A YOUNG Scottish protester was among the first people to appear in court yesterday in mass hearings for those charged in connection with the Extinction Rebellion protests in London in April.

Peter Tyler, 20, of Muasdale, in Argyll and Bute, was the youngest to plead guilty to knowingly failing to comply with a condition imposed by a senior police officer under Section 14 of the Public Order Act 1986.

Ten people have already been to court facing criminal charges in relation to the protest, but yesterday was the first mass hearings, with two courts being set aside every Friday to deal with up to 50 defendants at a time – solicitor Raj Chada said the prosecutions are a waste of money and the number “beggars belief.”

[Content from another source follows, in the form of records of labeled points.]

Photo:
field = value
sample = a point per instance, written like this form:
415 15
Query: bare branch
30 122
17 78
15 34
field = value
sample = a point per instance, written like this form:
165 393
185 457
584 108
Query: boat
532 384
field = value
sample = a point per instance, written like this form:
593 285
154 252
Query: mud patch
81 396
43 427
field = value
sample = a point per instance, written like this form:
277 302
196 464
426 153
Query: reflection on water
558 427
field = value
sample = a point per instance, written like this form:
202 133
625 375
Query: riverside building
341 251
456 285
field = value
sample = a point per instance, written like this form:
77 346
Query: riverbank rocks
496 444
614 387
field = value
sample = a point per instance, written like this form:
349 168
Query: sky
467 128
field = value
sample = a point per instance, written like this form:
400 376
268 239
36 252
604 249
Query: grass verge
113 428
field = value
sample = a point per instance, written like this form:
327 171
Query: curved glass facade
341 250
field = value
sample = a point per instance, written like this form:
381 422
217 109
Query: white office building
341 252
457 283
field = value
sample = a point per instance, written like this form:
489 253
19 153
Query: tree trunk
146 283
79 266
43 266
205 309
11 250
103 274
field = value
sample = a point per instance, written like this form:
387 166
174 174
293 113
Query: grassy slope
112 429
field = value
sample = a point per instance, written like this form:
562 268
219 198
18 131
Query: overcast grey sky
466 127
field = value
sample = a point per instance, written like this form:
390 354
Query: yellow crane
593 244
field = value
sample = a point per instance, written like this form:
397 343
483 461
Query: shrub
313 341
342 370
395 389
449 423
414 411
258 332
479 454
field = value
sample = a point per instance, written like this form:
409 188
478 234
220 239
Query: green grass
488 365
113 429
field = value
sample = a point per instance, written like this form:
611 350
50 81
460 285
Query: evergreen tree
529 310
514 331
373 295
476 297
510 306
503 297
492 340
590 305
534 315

The climate change protesters, who range in age from 20 to 76, were accused of failing to comply with an order to stick to an allocated area near Marble Arch in central London.

Tyler and the others who pleaded guilty to the offences relating to the April 17 Waterloo Bridge protest – including oldest defendant Caroline Hunt, 76, of Bristol who admitted to the same offence on Waterloo Bridge on April 21 – were given conditional discharges and will be sentenced at a later date.

Out of the 29 pleas entered yesterday, eight were guilty and 21 were not. The latter group will face trials in September and October.

The hearings, which continued all day in two court rooms simultaneously, were the first to result from the arrests of more than 1100 people during the Extinction Rebellion protests.

The climate change activists brought central London to a halt over a period of days in April, making headlines in the UK and abroad. Those arrested included Olympic gold medal-winning canoeist Etienne Stott.

So far 232 files of evidence have been passed to the Crown Prosecution Service (CPS) after the Metropolitan Police said they would push for every arrested person to be prosecuted.

Already some 180 people have been charged, one cautioned for outraging public decency and 32 released with no further action. The hundreds of others remain under consideration for charges.

At the time it was reported that the group’s tactics included asking volunteers to deliberately get arrested to cause maximum disruption at roadblocks on Waterloo Bridge, Oxford Circus and Marble Arch, while others glued themselves to trains and buildings.

Yesterday the first set of defendants were asked to enter guilty or not guilty pleas during the hearings which took place at City of London Magistrates’ Court.

Simon Kitt, 25, of Newton Abbot, pleaded guilty to the same offence as Tyler, also relating to Waterloo Bridge on April 21 2019.

Speaking outside court afterwards, Kitt said: “It’s beautiful to see everyone here showing such support for the cause.

“It’s been really nice having everyone around and it just shows the depth of the support that this cause really has.”